As for how many licenses have or might be revoked under this policy? I don’t know, but I suspect not many. On the other hand, one revocation of a U.S. citizen’s pilot’s license without a hearing, without an opportunity to see the evidence, is one too many in my book and ought to be challenged by every pilot who values individual freedoms and responsibilities.

I still believe individuals can make a difference and can bring changes about. Is it easy? No, but it can be done and has been done throughout our history. Enough ranting for the day . Thanks to those who have responded.

John Stewart

In reply to:


As for how many licenses have or might be revoked under this policy? I don’t know, but I suspect not many. On the other hand, one revocation of a U.S. citizen’s pilot’s license without a hearing, without an opportunity to see the evidence, is one too many in my book and ought to be challenged by every pilot who values individual freedoms and responsibilities.


There have been 11 so far. Following links from the AOPA news item, I got to the rule on Ineligibility for an Airman Certificate Based on Security Grounds, which states that a year after 9/11 there were 11 recovocations. The relevant paragraph:

The Under Secretary receives information from intelligence sources
that identify specific individuals who pose a security risk. In some
cases, these individuals hold airman certificates issued by the FAA. On
August 14, 2002, the Under Secretary advised the Administrator of 11
such individuals and asked the Administrator to revoke the airman
certificates held by them.
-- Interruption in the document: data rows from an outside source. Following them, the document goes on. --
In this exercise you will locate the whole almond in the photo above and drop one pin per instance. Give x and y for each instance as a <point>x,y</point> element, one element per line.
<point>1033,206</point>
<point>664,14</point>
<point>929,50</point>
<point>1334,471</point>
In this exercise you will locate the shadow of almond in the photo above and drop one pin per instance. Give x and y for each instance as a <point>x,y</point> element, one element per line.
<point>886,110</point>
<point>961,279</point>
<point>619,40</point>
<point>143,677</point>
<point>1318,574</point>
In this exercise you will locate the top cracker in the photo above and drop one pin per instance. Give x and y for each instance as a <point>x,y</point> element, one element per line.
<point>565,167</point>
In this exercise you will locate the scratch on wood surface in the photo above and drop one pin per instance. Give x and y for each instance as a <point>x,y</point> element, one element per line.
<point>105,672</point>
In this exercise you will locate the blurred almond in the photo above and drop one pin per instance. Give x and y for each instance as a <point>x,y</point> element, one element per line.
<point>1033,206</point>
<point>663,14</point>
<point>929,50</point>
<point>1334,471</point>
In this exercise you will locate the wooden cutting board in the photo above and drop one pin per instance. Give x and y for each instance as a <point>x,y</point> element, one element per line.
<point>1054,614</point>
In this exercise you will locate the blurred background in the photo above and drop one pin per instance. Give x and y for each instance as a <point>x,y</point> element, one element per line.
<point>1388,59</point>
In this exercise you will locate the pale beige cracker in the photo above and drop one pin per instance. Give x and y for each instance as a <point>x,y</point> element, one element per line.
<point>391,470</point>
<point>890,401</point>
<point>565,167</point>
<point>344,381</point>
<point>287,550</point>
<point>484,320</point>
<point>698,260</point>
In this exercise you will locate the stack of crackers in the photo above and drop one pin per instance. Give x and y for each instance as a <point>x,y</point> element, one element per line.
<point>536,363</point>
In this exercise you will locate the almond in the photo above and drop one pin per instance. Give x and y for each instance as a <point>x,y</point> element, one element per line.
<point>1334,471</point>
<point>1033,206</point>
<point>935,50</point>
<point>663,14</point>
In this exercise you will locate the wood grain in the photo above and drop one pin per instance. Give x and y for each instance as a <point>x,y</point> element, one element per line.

On August 20, the FAA took the requested
action by issuing emergency orders of revocation. These orders became
effective immediately.

And in the “Cost of Compliance” section of the Threat Assessments Regarding Alien Holders of, and Applicants
for, FAA Certificates
, there is this little gem:

Estimating the number
of FAA certificates that will be issued in the next ten years, from
2003 to 2012, TSA has found that an estimated nine persons out of an
estimated 1.11 million airmen certificates over the ten years will be
flagged or at least one person per year.

All this for one person per year!

Oh, by the way, the rules for what happens after revocation are different for US citizens than for us aliens with FAA certificates.

Cheers
Rick

John,

Okay, I see your point. However, maybe I’m just very naive or trusting or too gullible, but I don’t stay awake at night worrying about such things. I’d probably be more likely to be mistaken for an armed bank robber, put in jail, convicted and sentenced to death before I’d have my certificate revoked by the TSA. However, I do worry that our airspace that we fly in might continue to shrink. I instruct out of an airport that is just a few miles from the Washington, D.C. “TFR.” Extend it to 30 miles and I’ll have to move my plane. More emphasis needs to be placed on keeping this from happening rather than the TSA issue you raised. Otherwise, we could all lose our freedom to fly which means our certificate becomes a very expensive bookmark.

So what if they actually do pull a bad guys ticket? What possible good does that do for someone hell bent on taking himself and a bunch of others out with him?

Next step will be to outlaw Flight Sim. 2000.